La Réunion des agriculteurs, convoquée par M. le Préfet du département et par M. le général Baron de Galbois, membre de la Société centrale d'Agriculture, a eu lieu au faubourg de Vaux-sous-Laon, à l'effet d'assister à l'expérience du semoir inventé par M. Hugues, avocat près la cour royale de Bordeaux, qui lui-même s'est livré à l'essai en présence de Messieurs :

Le Baron de Galbois, général commandant le départe

ment;

Théodore Geslin, demeurant à Beaurepaire ;

Bauchart, demeurant à Laon;

MM. Bauchart, de Ferrière et de Laferté-Chevresis;

De Brotonne, de Clermont ;

Malezieux-Briquet, maire de Crépy;

Moret, de Gizy;

Laurent, de Beaurieux;

Pottelin, de Rougemont;

Viéville, de Chéry ;

Vivaise, de Crépy;

Courtefois, de Presles-Thierny ;

Lecat, maître de poste à Vaux-sous-Laon, et d'un con

cours assez nombreux d'amateurs de l'art agricole.

L'expérience a eu lieu sur un terrain appartenant à M. Lecat.
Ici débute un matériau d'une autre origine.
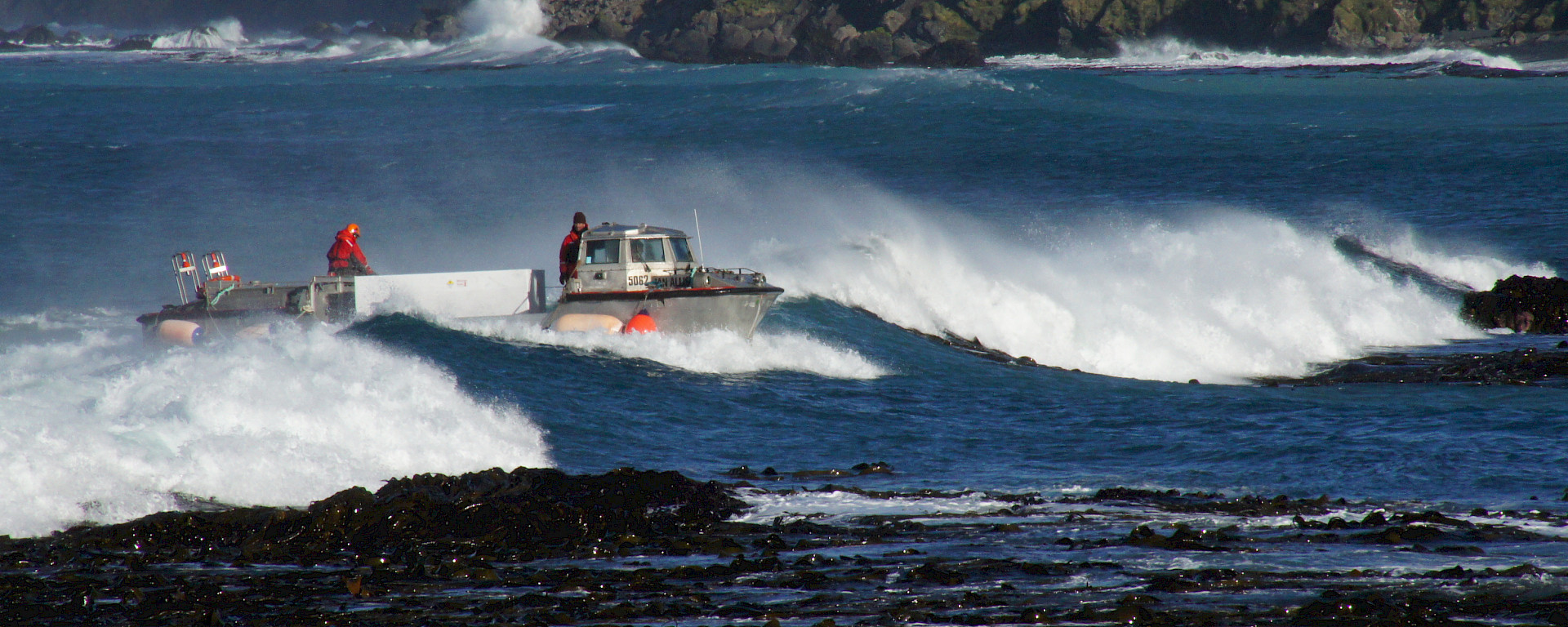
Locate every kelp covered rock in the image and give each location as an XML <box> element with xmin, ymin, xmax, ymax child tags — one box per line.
<box><xmin>24</xmin><ymin>469</ymin><xmax>742</xmax><ymax>564</ymax></box>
Après les essais faits sur cette terre, dont la moitié a été ensemencée avec le semoir nouveau, et l'autre moitié doit être enfouie à la charrue par le propriétaire, afin d'établir plus tard un point de comparaison, les agriculteurs se sont réunis en commission pour délibérer sur la dite expérience, sous la présidence de M. le général Galbois : M. Lecointe, chef du bureau du secrétariat général de la préfecture a été désigné comme secrétaire.

La commission a reconnu que le terrain était d'une bonne qualité; mais qu'il y manquait un labour d'après l'usage du pays, pour le dégager de ses herbes ; qu'il a été employé pour la semence au moyen de l'instrument, moitié moins de grains que la quantité dont le propriétaire se propose de faire l'emploi dans l'autre partie; que quinze ares de terrain ont été ensemencés en moins d'une demi-heure par le semoir de M. Hugues, lequel fonctionne très-bien et n'est traîné que par un seul cheval et conduit par deux hommes. Enfin la commission a reconnu que le nouvel instrument offrait économie de temps, de bras, de chevaux et de semence, et constaté qu'aucun des instrumens de même nature connu jusqu'ici, ne présentait d'aussi grands avantages, sous tous les rapports, tant sous celui de la construction. que sous celui de l'entretien.

La commission s'est ajournée au mois d'avril prochain, époque à laquelle M. Hugues se propose de revenir à Laon à l'effet de faire usage, sur la terre qu'il a ensemencé, d'un sarcloir de son invention, et les membres se sont engagés à surveiller jusque là avec attention la végétation des deux portions de terrain, afin d'être à même de faire un rapport sur les résultats de cette expérience.